1.1 Introduction

The OMOP CDM is a person-centric model. The person table contains records that uniquely identify each individual along with some of their demographic information. Below we create a mock CDM reference which, as is standard, has a person table which contains fields which indicate an individuals date of birth, gender, race, and ethnicity. Each of the latter are represented by a concept ID, and as the person table contains one record per person these fields are treated as time-invariant.

library(PatientProfiles)
library(duckdb)
library(dplyr)

cdm <- mockPatientProfiles(
  patient_size = 10000,
  drug_exposure_size = 10000
)

cdm$person %>% 
  dplyr::glimpse()
## Rows: ??
## Columns: 7
## Database: DuckDB v0.10.0 [martics@Windows 10 x64:R 4.2.1/:memory:]
## $ person_id            <int> 1, 2, 3, 4, 5, 6, 7, 8, 9, 10, 11, 12, 13, 14, 15…
## $ gender_concept_id    <chr> "8507", "8507", "8507", "8532", "8507", "8532", "…
## $ year_of_birth        <dbl> 1972, 1999, 1922, 1975, 1995, 1926, 1943, 1958, 1…
## $ month_of_birth       <dbl> 9, 4, 6, 2, 12, 7, 8, 7, 6, 9, 3, 5, 4, 5, 1, 8, …
## $ day_of_birth         <dbl> 5, 6, 14, 19, 15, 12, 29, 7, 29, 5, 19, 29, 20, 2…
## $ race_concept_id      <dbl> 0, 0, 0, 0, 0, 0, 0, 0, 0, 0, 0, 0, 0, 0, 0, 0, 0…
## $ ethnicity_concept_id <dbl> 0, 0, 0, 0, 0, 0, 0, 0, 0, 0, 0, 0, 0, 0, 0, 0, 0…

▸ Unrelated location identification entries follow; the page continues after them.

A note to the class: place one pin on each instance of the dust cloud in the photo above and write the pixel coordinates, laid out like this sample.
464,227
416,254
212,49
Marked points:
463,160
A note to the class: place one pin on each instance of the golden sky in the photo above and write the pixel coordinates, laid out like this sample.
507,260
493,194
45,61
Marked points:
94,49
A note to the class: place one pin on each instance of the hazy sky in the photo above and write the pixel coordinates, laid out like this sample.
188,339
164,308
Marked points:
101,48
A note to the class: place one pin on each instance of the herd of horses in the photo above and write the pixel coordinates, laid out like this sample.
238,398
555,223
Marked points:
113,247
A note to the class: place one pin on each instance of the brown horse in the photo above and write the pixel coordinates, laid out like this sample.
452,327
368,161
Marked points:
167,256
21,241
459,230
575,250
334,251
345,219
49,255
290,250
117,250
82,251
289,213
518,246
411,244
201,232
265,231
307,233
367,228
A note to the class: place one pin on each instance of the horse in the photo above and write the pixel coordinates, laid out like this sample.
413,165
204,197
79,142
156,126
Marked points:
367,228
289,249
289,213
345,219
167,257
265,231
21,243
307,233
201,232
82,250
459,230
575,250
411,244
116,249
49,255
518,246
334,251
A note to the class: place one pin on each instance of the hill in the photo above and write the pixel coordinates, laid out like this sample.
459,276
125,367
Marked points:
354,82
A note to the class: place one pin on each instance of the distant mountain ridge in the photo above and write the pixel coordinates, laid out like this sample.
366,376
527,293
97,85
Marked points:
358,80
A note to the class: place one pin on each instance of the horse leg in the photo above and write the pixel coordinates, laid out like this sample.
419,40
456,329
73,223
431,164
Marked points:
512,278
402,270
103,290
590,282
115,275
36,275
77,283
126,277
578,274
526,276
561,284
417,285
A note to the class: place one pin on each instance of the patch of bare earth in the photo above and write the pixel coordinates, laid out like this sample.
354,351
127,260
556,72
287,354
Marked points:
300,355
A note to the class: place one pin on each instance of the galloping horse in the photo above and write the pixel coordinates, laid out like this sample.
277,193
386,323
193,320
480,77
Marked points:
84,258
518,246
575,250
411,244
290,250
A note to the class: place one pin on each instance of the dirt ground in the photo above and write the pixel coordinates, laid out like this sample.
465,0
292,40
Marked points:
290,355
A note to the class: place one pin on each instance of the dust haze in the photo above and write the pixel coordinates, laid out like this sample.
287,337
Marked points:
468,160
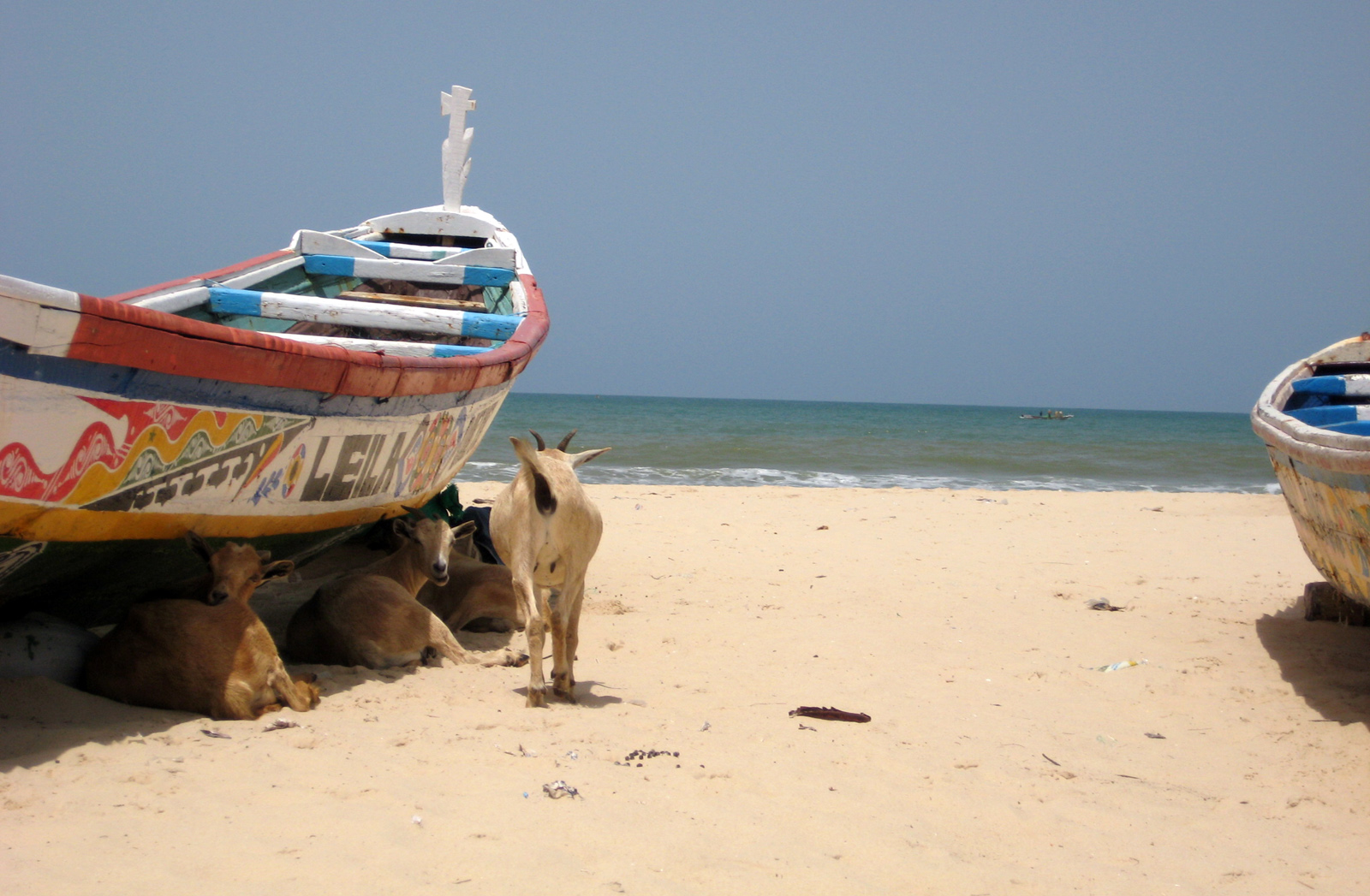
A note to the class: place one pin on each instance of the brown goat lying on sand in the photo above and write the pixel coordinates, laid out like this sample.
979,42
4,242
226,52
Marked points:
477,596
210,656
372,617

As well as the person table, every CDM reference will include an observation period table. This table contains spans of times during which an individual is considered to being under observation. Individuals can have multiple observation periods, but they cannot overlap.

cdm$observation_period %>% 
  dplyr::glimpse()
## Rows: ??
## Columns: 5
## Database: DuckDB v0.10.0 [martics@Windows 10 x64:R 4.2.1/:memory:]
## $ observation_period_id         <int> 1, 2, 3, 4, 5, 6, 7, 8, 9, 10, 11, 12, 1…
## $ person_id                     <int> 1, 2, 3, 4, 5, 6, 7, 8, 9, 10, 11, 12, 1…
## $ observation_period_start_date <date> 2006-11-16, 2006-03-22, 2007-10-10, 200…
## $ observation_period_end_date   <date> 2098-01-22, 2137-04-20, 2113-01-27, 204…
## $ period_type_concept_id        <dbl> 0, 0, 0, 0, 0, 0, 0, 0, 0, 0, 0, 0, 0, 0…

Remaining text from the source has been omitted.